И мать с сожалением посмотрела на Дусю, которая с аппетитом проголодавшегося человека уплетала за обе щеки все, что попадалось на глаза, не соблюдая последовательности, как это принято у сытых, разбалованных едой людей.
Мать смотрела на жадно жевавшую дочь и тихонько качала головою, приговаривая: "Ешь, ешь, доченька, если мало, я еще подложу".
– Нет, мам, спасибо, много сразу есть нельзя, живот заболит, – прожевав очередную порцию пищи и проглотив, произнесла Дуся. – Я завтра лучше доем.

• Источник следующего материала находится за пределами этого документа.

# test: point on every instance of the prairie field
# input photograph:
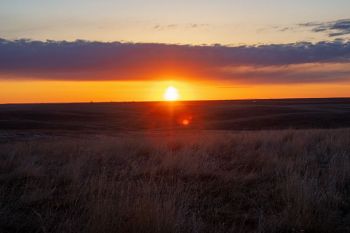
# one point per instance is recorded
(176, 181)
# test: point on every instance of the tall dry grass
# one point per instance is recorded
(268, 181)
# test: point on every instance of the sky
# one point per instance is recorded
(108, 50)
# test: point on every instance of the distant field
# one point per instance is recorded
(213, 115)
(177, 181)
(278, 166)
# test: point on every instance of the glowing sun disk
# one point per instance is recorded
(171, 94)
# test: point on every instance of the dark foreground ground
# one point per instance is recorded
(217, 115)
(136, 167)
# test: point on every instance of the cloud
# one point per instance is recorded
(332, 28)
(161, 27)
(87, 60)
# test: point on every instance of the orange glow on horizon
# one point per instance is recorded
(31, 91)
(171, 94)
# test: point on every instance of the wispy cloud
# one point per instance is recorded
(332, 28)
(162, 27)
(86, 60)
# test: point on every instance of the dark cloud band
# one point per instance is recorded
(85, 60)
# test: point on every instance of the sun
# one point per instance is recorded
(171, 94)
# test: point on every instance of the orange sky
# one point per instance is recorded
(105, 91)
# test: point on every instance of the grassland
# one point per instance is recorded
(177, 181)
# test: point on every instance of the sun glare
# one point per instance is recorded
(171, 94)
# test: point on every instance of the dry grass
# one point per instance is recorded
(268, 181)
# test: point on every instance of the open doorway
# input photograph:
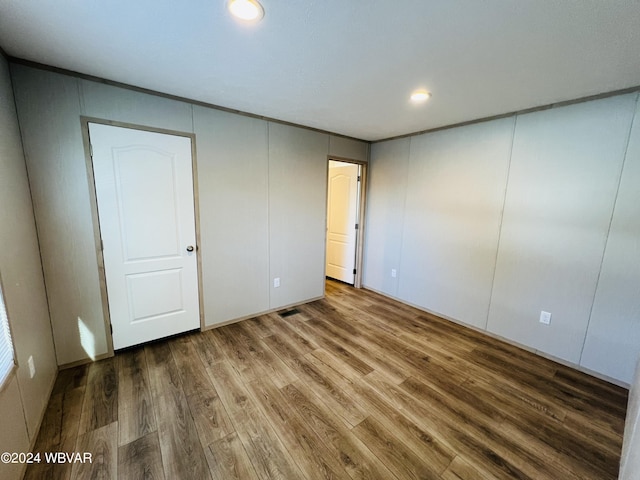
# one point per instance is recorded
(345, 196)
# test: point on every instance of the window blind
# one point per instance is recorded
(6, 346)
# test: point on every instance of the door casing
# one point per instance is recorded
(361, 214)
(84, 121)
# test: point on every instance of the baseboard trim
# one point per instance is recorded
(272, 310)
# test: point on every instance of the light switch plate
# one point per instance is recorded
(545, 317)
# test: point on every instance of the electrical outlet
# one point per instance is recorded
(32, 367)
(545, 317)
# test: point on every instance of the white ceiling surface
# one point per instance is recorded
(342, 66)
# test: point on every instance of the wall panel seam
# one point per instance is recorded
(504, 204)
(613, 210)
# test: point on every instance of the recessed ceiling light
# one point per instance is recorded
(247, 10)
(420, 96)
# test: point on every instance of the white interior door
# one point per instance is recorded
(144, 189)
(342, 214)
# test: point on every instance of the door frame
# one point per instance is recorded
(357, 282)
(84, 122)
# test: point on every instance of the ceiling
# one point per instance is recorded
(342, 66)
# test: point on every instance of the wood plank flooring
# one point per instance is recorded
(355, 386)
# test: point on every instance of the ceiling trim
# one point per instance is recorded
(549, 106)
(62, 71)
(113, 83)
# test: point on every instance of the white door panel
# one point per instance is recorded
(144, 188)
(342, 210)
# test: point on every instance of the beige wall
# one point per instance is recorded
(491, 223)
(24, 399)
(261, 201)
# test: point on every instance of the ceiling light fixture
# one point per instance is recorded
(247, 10)
(420, 96)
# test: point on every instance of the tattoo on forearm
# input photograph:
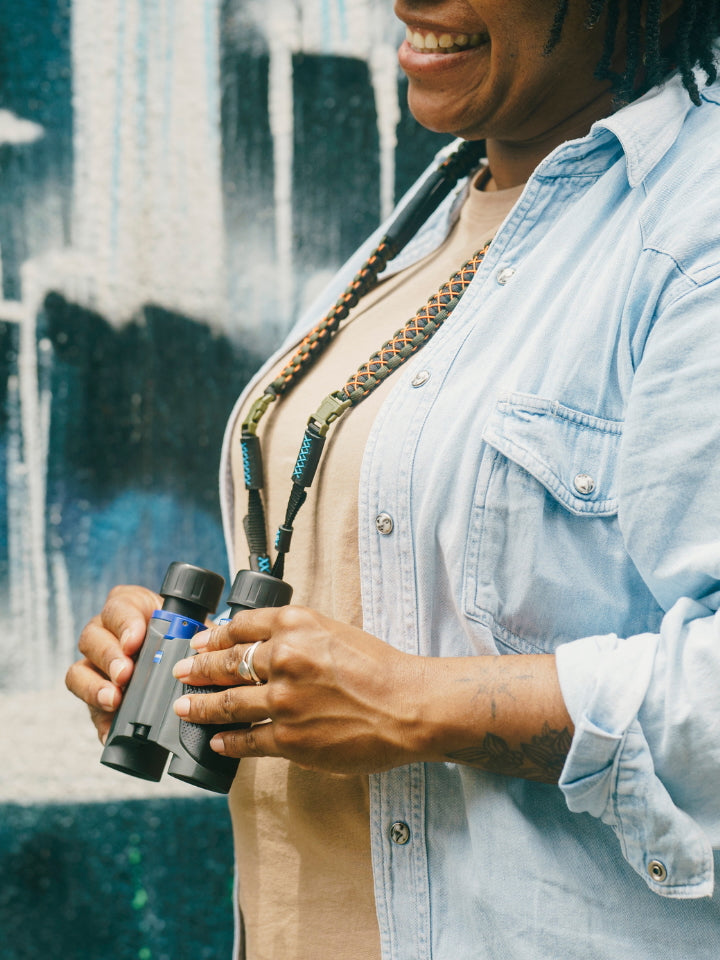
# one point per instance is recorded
(542, 759)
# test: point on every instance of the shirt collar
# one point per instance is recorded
(648, 127)
(645, 130)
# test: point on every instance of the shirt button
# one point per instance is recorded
(657, 870)
(384, 524)
(584, 484)
(400, 833)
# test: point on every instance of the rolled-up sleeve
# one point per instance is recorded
(645, 756)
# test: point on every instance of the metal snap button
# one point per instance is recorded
(657, 870)
(384, 524)
(400, 833)
(584, 484)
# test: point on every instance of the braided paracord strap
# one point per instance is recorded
(414, 334)
(319, 337)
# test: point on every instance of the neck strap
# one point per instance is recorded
(392, 354)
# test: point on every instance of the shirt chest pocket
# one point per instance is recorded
(545, 561)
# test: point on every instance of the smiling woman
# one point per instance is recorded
(486, 725)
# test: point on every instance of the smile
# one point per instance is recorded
(428, 42)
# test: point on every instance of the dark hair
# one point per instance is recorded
(692, 46)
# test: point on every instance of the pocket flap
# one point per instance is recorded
(572, 454)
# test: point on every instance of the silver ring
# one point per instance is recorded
(243, 672)
(247, 660)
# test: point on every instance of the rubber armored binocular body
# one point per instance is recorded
(146, 731)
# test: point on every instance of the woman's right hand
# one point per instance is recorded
(107, 643)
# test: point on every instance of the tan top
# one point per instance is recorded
(302, 838)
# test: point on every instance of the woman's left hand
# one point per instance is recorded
(333, 697)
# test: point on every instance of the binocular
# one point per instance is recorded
(146, 731)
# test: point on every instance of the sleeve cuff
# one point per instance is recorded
(609, 771)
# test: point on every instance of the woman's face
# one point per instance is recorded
(476, 69)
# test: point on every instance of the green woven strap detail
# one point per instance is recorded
(416, 332)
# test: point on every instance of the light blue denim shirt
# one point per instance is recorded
(554, 486)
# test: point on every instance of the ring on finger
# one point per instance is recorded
(247, 662)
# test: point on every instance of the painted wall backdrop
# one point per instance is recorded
(177, 178)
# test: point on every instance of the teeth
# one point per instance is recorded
(444, 42)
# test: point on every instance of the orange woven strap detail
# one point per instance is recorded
(416, 332)
(313, 345)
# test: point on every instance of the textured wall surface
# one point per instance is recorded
(177, 178)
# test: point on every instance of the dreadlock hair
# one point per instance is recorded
(692, 46)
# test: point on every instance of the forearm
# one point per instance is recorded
(501, 714)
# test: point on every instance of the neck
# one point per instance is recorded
(513, 161)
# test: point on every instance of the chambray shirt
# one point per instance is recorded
(553, 481)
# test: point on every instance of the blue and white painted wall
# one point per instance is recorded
(177, 177)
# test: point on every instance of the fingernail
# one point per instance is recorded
(200, 640)
(106, 697)
(182, 668)
(116, 668)
(182, 706)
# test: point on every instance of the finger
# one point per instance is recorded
(102, 697)
(246, 626)
(235, 705)
(219, 668)
(126, 614)
(257, 741)
(102, 649)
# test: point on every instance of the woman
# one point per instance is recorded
(538, 481)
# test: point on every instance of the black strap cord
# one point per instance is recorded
(436, 187)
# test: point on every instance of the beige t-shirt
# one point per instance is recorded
(302, 838)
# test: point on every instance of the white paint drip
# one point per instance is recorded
(14, 130)
(148, 202)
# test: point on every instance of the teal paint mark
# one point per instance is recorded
(143, 32)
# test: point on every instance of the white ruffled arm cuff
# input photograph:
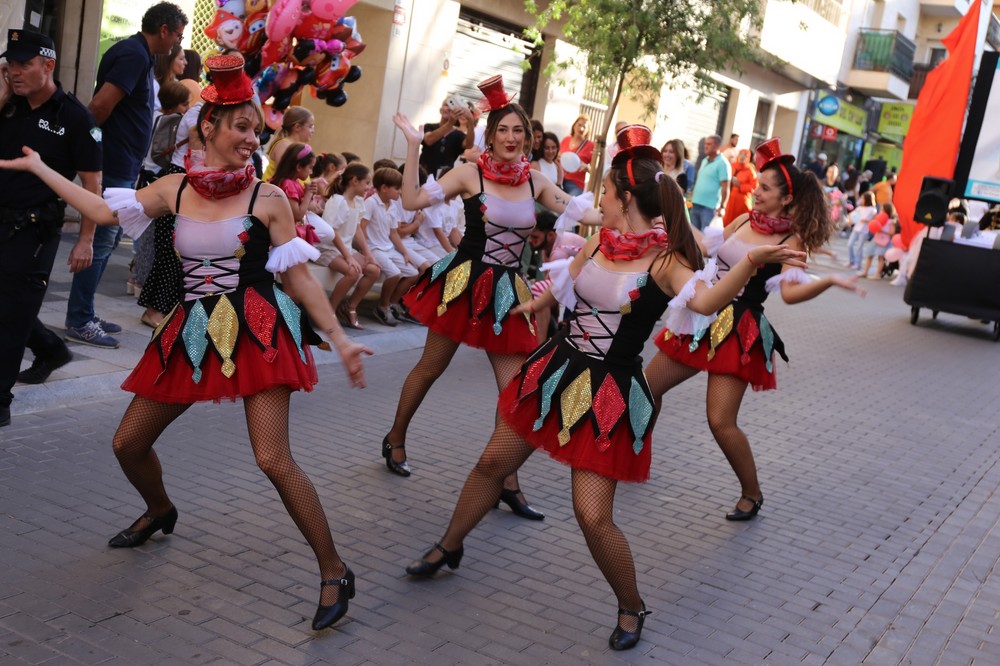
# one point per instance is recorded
(712, 239)
(574, 212)
(435, 193)
(286, 255)
(131, 215)
(562, 281)
(678, 317)
(793, 275)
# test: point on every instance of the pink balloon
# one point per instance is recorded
(331, 9)
(282, 18)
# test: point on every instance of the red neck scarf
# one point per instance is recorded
(505, 173)
(216, 182)
(631, 246)
(768, 226)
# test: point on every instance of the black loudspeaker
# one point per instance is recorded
(932, 203)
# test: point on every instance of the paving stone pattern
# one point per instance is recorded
(877, 543)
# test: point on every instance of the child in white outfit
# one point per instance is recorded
(380, 224)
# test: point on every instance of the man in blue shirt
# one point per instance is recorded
(123, 108)
(711, 185)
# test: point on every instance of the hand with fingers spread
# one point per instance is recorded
(351, 356)
(777, 254)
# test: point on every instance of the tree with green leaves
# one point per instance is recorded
(640, 46)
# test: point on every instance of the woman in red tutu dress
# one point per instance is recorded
(738, 348)
(582, 396)
(468, 296)
(235, 334)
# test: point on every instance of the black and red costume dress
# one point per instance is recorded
(235, 332)
(582, 395)
(467, 295)
(740, 341)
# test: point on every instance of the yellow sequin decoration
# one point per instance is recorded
(574, 403)
(223, 327)
(721, 327)
(455, 284)
(524, 296)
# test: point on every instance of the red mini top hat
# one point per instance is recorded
(770, 151)
(495, 97)
(230, 84)
(633, 142)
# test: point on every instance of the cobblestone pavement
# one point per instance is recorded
(877, 544)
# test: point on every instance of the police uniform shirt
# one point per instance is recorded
(62, 130)
(128, 65)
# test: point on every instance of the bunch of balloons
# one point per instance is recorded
(288, 44)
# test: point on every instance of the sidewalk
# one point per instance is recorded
(98, 373)
(877, 543)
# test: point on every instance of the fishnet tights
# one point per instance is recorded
(593, 502)
(724, 398)
(438, 352)
(267, 424)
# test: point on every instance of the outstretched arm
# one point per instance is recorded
(550, 196)
(415, 197)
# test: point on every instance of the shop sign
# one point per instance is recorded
(894, 120)
(841, 115)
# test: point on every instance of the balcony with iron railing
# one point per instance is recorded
(883, 64)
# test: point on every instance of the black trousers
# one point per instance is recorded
(26, 260)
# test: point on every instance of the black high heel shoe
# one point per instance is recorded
(327, 615)
(626, 640)
(423, 569)
(517, 507)
(129, 539)
(403, 468)
(740, 515)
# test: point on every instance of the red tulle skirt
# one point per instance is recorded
(727, 360)
(174, 384)
(618, 459)
(459, 324)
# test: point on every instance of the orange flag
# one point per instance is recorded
(935, 134)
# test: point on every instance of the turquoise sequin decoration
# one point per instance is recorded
(503, 298)
(640, 410)
(767, 340)
(697, 340)
(548, 388)
(195, 340)
(441, 264)
(292, 316)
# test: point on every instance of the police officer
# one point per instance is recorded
(35, 112)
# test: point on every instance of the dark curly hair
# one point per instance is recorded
(809, 210)
(659, 199)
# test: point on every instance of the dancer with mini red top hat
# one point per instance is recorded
(582, 396)
(235, 334)
(738, 348)
(468, 296)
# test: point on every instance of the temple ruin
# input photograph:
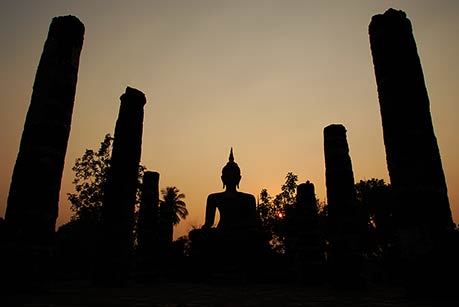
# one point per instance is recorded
(423, 213)
(116, 246)
(148, 222)
(346, 222)
(33, 199)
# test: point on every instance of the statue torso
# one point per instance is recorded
(237, 210)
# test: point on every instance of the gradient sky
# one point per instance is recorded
(263, 77)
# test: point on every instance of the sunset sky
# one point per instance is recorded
(263, 77)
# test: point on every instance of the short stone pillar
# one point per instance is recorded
(148, 222)
(304, 242)
(423, 213)
(33, 199)
(120, 192)
(347, 224)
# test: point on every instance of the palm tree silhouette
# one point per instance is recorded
(172, 210)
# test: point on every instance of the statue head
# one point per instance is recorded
(231, 173)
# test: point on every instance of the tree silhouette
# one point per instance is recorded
(272, 211)
(172, 209)
(90, 177)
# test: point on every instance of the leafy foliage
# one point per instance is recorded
(90, 176)
(172, 207)
(272, 210)
(376, 196)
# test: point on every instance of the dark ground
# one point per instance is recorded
(213, 294)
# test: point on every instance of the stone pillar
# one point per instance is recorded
(305, 243)
(33, 199)
(120, 191)
(147, 235)
(346, 222)
(423, 212)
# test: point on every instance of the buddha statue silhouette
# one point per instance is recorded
(238, 237)
(237, 210)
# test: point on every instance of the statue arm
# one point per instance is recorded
(210, 212)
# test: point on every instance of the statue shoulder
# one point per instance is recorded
(247, 196)
(214, 196)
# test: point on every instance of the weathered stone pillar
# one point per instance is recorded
(422, 207)
(148, 227)
(304, 244)
(33, 199)
(346, 222)
(120, 191)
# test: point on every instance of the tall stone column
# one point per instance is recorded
(33, 199)
(120, 191)
(304, 243)
(346, 221)
(148, 227)
(423, 212)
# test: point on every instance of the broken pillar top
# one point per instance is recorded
(133, 96)
(150, 176)
(335, 129)
(390, 19)
(66, 29)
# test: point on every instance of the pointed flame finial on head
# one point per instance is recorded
(231, 158)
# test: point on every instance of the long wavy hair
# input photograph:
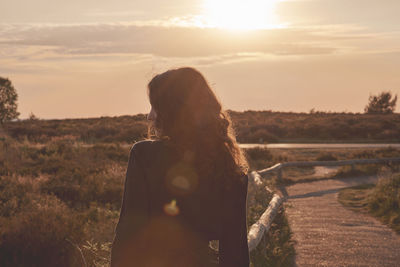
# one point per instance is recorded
(190, 117)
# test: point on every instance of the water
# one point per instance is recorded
(319, 145)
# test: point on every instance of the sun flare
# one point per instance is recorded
(241, 14)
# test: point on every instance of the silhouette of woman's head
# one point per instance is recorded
(184, 104)
(186, 112)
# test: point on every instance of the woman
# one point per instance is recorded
(185, 187)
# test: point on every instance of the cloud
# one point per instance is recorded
(162, 41)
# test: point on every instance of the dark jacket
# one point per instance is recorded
(169, 214)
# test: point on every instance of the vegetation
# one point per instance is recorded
(8, 101)
(381, 104)
(277, 246)
(250, 126)
(61, 198)
(381, 200)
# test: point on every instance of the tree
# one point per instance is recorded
(381, 104)
(8, 101)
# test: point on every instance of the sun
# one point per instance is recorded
(240, 14)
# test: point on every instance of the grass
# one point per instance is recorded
(260, 158)
(62, 194)
(381, 200)
(251, 127)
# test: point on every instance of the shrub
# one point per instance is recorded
(385, 200)
(41, 235)
(326, 157)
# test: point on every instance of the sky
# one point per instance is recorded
(91, 58)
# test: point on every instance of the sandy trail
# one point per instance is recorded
(328, 234)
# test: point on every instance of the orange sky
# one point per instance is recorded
(94, 58)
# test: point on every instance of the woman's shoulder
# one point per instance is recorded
(147, 149)
(145, 145)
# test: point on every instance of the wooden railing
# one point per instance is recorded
(261, 227)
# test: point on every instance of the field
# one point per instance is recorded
(62, 198)
(61, 181)
(381, 200)
(250, 126)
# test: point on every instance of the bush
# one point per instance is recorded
(41, 235)
(384, 201)
(326, 157)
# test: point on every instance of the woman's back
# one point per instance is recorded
(170, 212)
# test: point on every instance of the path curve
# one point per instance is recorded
(327, 234)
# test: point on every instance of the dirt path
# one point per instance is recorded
(328, 234)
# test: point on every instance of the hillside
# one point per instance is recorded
(250, 126)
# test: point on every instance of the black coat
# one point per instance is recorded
(169, 214)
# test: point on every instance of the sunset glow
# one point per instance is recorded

Мозг, как наиболее рациональная часть человеческого тела, командовала: "Хватит", а рука непроизвольно тянулась с ложкой к миске творога в сметане, другая – за хлебом, и обе выполняли приказ не мозга, а желудка, который, соскучившись по переработке нормальной пиши, все требовал и требовал новых порций.
– Ох, мам! Хватит, а то я и в самом деле объемся, – сказала Дуся и, пересиливая себя, положила ложку на стол. Но молока, налив в кружку, все же выпила. Вылезая из-за стола, она спросила: "А где же ребята? Ведь на дворе уже темно, а их все нет?"
– Да заигрались, небось, с друзьями, – спокойным голосом произнесла мать, привыкшая за эти годы к возвращению во двор детей в позднее время. – Топить у людей нечем, вот и бросились подбирать все, что может гореть. Они там хворост собирают и заодно играют. Там собирается детвора со всего крайка, и так заиграются иногда, что домой возвращаются за полночь, а утром не добудишься.
После сытного ужина Дуся решила прогуляться по свежему воздуху и, объяснив матери свое желание, вышла. Вечер был тихим и спокойным. Дневная жара спала и вечерняя прохлада бодрила душу и тело. Высоко над головой мерцали мириады звезд. Млечный путь протянулся с севера на юг широким трактом. Присмотревшись в вечерней тьме, Дуся прошла по двору и, не веря своим глазам, подумала: "Неужели я дома? Неужели, что было там, осталось позади, и я буду каждый день вот так ходить по двору?"
Она шла медленно, тихо ступая босыми ногами по еще не остывшей земле, и чувствовала, как родная, с детства знакомая до мелочей стежка, поросшая спорышом, успокаивающе влияла на весь организм, снимала напряженность, от чего на душе становилось легко и свободно. В такие минуты казалось, что никакой войны-то и нет, во всем мире стоит такая же тишина, так же ярко горят звезды у всех над головой и хочется мечтать о чем-то хорошем.
И почему-то в памяти всплыло раннее детство, когда отец, она хорошо помнит, был без рубашки и по этой стежке вел ее за руку. Так как стежка для двоих была узка, то он шел чуть впереди, а она сзади. В это время, она помнит, дружно цвел картофель, и ее привлекали белые картофельные цветочки. Она пальчиками тянулась к ним, но отец не замечал ее движений, тянул за руку дальше, и ей не удавалось сорвать цветочек.
Она заплакала. Отец остановился, нагнулся к ней и спросил: "Что случилось, моя маленькая?" Она перестала хныкать и ручонкой показала на цветки.
– А-а, понятно, – произнес отец, – Цветочек сорвать хочешь? – Он взял ее обеими руками под мышки и поставил в самую густую часть цветов, она, довольная, стала срывать их.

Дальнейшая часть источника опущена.